Ankara’da trafik çilemizi aza indirmek için en yakın metro durağına aracımızı park ettikten sonra Kızılay’a kadar yolumuza farklı arkadaşlarla seyahat ediyoruz. Serde araştırmacılık olunca da tadından yenmiyor. Etrafa sosyolojik veya eleştirel gözle bakarak yaptığımız yolculuklarımızda zaman zaman çok değişik olaylara da şahitlik ediyoruz. Bir keresinde karşı koltuklarda oturan kişi gazeteyi yüksek sesle okuyor, haberlerin bir kısmını öfkeyle mırıldanıyor, bazılarına ise tebessüm ediyordu. Onun yanındakilerden bazıları da başını sallayarak ona onay verdikçe adam coşuyor “Doğru. Başka türlü olmaz” deyince “Bu fikre nereden ulaştınız?” diye sorduğumda şaşkınlıkla; “Ne demek nereden ulaştım? Gazete yazıyor” diye kestirip attı.
Bu cevaba elbette şaşırmadım. Kendi düşüncelerini oluşturmak yerine başkalarının fikirlerini aynen benimseyip savunanlar… Üstelik bu fikirlerin doğruluğunu sorgulama zahmetine bile girmezler. Tıpkı kopya çekerek sınavdan geçmeye çalışan bir öğrenci gibi, emanet düşüncelerle yaşamaya razıdırlar.
Bir dost meclisinde ise tartışmaya şahit olmuştum. Bir grup insan din konusunda konuşuyor, birbirine ayetlerle cevap veriyordu. Ancak ne acıdır ki hiçbiri anlamını kavramaya çalışmadan, ayetleri sadece ezber bilgi gibi sıralıyordu. İçlerinden “Peki, Kur’an bize ne diyor?” diye sorduğunda ise sessizlik…
İşte o an, Allah’ın insanlara yönelttiği “Akletmez misiniz?” sorusunu düşündüm. Kur'an, düşünen ve sorgulayan aklı yücelten bir rehberdir. Ancak ne zaman ki insan kendi aklını kullanmayı bırakır, işte o zaman kalıplar esaretine düşer.
Tarihte de buna benzer durumların sayısız örneğini görürüz. Galileo Dünya’nın Güneş etrafında döndüğünü söylediğinde dönemin otoriteleri karşı çıkmıştı. Onlara göre, mevcut düzen ve öğretiler sorgulanamazdı. Oysa Galileo aklını kullandı ve hakikate ulaştı. Bir diğer örnek ise Mevlânâ’dır. O, “Her şey gibi aklın da temiz suya ihtiyacı vardır” derken düşünmenin ve sorgulamanın insan için ne kadar elzem olduğuna işaret eder.

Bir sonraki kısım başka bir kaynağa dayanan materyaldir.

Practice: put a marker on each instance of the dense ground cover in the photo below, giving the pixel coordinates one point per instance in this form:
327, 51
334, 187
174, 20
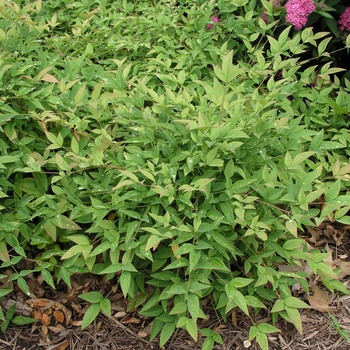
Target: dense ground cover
177, 147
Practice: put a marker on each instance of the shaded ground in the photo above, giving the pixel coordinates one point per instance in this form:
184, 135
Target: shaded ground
326, 325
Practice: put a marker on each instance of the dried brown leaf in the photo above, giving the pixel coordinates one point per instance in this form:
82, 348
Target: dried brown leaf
131, 320
320, 300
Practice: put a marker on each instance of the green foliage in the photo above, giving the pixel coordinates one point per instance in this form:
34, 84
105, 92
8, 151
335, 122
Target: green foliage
98, 303
137, 143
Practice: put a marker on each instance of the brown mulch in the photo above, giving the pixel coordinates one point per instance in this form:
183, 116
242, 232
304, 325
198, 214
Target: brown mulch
63, 311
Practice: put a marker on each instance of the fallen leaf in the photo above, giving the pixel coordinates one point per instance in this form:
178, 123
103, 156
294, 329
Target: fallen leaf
45, 319
142, 334
131, 320
344, 267
56, 329
320, 300
62, 346
76, 323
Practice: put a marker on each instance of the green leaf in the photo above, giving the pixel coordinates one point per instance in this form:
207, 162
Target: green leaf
193, 305
23, 285
179, 308
125, 282
22, 320
296, 303
166, 332
267, 328
292, 244
240, 282
262, 341
65, 223
294, 316
75, 250
48, 278
90, 315
192, 329
106, 307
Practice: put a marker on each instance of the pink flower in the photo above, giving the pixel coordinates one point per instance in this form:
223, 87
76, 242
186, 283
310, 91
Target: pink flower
298, 12
214, 19
264, 17
344, 21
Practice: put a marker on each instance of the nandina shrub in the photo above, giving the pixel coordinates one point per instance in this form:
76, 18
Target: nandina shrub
182, 160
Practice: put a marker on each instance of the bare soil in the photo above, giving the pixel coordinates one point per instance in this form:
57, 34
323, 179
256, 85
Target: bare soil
59, 313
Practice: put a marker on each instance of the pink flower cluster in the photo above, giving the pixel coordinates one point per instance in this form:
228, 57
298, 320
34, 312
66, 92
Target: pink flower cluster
298, 12
344, 21
214, 19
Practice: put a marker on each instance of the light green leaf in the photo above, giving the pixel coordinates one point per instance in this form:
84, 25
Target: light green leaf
90, 315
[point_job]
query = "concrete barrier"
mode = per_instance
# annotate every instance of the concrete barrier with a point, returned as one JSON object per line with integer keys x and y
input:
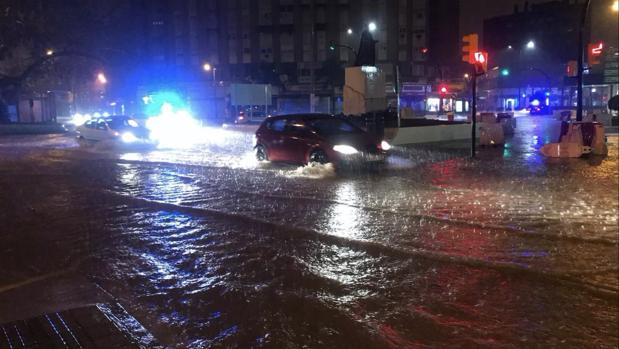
{"x": 32, "y": 129}
{"x": 430, "y": 134}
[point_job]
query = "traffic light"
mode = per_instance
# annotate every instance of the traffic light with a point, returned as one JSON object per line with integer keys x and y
{"x": 594, "y": 53}
{"x": 470, "y": 45}
{"x": 480, "y": 59}
{"x": 572, "y": 68}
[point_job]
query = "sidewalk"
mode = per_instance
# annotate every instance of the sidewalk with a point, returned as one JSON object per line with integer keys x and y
{"x": 32, "y": 129}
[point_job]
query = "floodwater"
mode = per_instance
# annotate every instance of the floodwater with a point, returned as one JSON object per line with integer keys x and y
{"x": 208, "y": 249}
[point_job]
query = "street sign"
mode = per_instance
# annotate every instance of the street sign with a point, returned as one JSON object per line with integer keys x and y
{"x": 470, "y": 45}
{"x": 594, "y": 53}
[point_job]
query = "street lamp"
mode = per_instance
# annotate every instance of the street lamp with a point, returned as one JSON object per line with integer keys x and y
{"x": 209, "y": 68}
{"x": 101, "y": 78}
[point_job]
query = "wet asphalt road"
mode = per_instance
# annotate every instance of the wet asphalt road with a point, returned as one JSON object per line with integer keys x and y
{"x": 206, "y": 248}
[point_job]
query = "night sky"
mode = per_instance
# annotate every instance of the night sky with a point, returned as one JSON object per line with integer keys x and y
{"x": 473, "y": 12}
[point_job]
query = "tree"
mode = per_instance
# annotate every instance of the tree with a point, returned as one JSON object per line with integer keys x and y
{"x": 59, "y": 44}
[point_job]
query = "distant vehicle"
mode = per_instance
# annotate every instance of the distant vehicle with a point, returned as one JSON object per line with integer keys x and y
{"x": 540, "y": 110}
{"x": 244, "y": 117}
{"x": 316, "y": 138}
{"x": 120, "y": 128}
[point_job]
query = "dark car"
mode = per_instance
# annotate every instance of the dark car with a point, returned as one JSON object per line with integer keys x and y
{"x": 316, "y": 138}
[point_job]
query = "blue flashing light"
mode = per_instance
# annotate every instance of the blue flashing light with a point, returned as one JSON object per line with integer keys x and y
{"x": 156, "y": 101}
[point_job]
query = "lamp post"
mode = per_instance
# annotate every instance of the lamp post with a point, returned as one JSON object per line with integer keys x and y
{"x": 581, "y": 54}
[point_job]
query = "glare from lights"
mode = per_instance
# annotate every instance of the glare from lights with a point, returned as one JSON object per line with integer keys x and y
{"x": 78, "y": 119}
{"x": 101, "y": 78}
{"x": 174, "y": 129}
{"x": 369, "y": 69}
{"x": 384, "y": 145}
{"x": 128, "y": 137}
{"x": 345, "y": 149}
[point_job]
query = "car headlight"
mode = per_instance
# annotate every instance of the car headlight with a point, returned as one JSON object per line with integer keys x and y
{"x": 128, "y": 137}
{"x": 345, "y": 149}
{"x": 385, "y": 146}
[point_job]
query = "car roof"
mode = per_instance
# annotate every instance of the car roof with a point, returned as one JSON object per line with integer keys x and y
{"x": 307, "y": 116}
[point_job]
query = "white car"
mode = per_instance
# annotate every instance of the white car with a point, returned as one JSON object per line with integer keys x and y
{"x": 121, "y": 128}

Etrafımıza bir bakalım: İnternetten okuduğu her bilgiye tereddütsüz inananlar… Başkalarının hayatını birebir kopyalamaya çalışanlar…Bir fikri savunurken dahi onun arka planını araştırmayanlar…
Bunlar, aklını bir emanet gibi başkasına devreden insanlardır. Sorgulamayan toplumlar üretmez, üretmeyen toplumlar da yok olmaya mahkumdur.
O halde ne yapmalıyız? Öncelikle aklımızı kullanmaktan korkmamalıyız. Gözün var, gör. Kulağın var, işit. Aklın var, düşün. Düşün, sorgula, anlamaya çalış. Çünkü akıl, Yaratıcı’nın bize verdiği en büyük nimettir. Ve bu nimeti kiraya vermek, emanete ihanet etmek gibidir ve’s-selam.